Shal. Go to; I say he shall have no wrong. Look about, Davy. [Exit DAVY.] Where are you, Sir John? Come, come, come; off with your boots. Give me your hand, Master Bardolph.
Bard. I am glad to see your worship.
Shal. I thank thee with all my heart, kind Master Bardolph:[To the Page.] and welcome, my tall fellow. Come, Sir John.
Fal. Ill follow you, good Master Robert Shallow. [Exit SHALLOW.] Bardolph, look to our horses. [Exeunt BARDOLPH and Page.] If I were sawed into quantities, I should make four dozen of such bearded hermits staves as Master Shallow. It is a wonderful thing to see the semblable coherence of his mens spirits and his: they, by observing him, do bear themselves like foolish justices; he, by conversing with them, is turned into a justice-like serving-man.

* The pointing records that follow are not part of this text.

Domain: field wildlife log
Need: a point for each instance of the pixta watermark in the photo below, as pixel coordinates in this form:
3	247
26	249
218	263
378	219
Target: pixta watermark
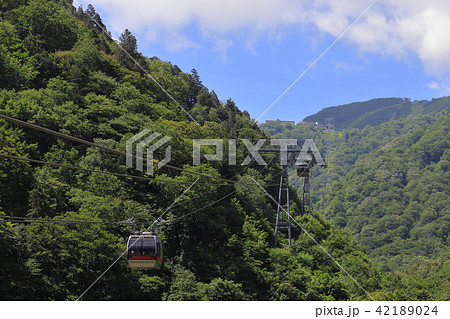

Their spirits are so married in conjunction with the participation of society that they flock together in consent, like so many wild-geese. If I had a suit to Master Shallow, I would humour his men with the imputation of being near their master: if to his men, I would curry with Master Shallow that no man could better command his servants. It is certain that either wise bearing or ignorant carriage is caught, as men take diseases, one of another: therefore let men take heed of their company. I will devise matter enough out of this Shallow to keep Prince Harry in continual laughter the wearing out of six fashions,which is four terms, or two actions,and a shall laugh without intervallums. O! it is much that a lie with a slight oath and a jest with a sad brow will do with a fellow that never had the ache in his shoulders. O! you shall see him laugh till his face be like a wet cloak ill laid up!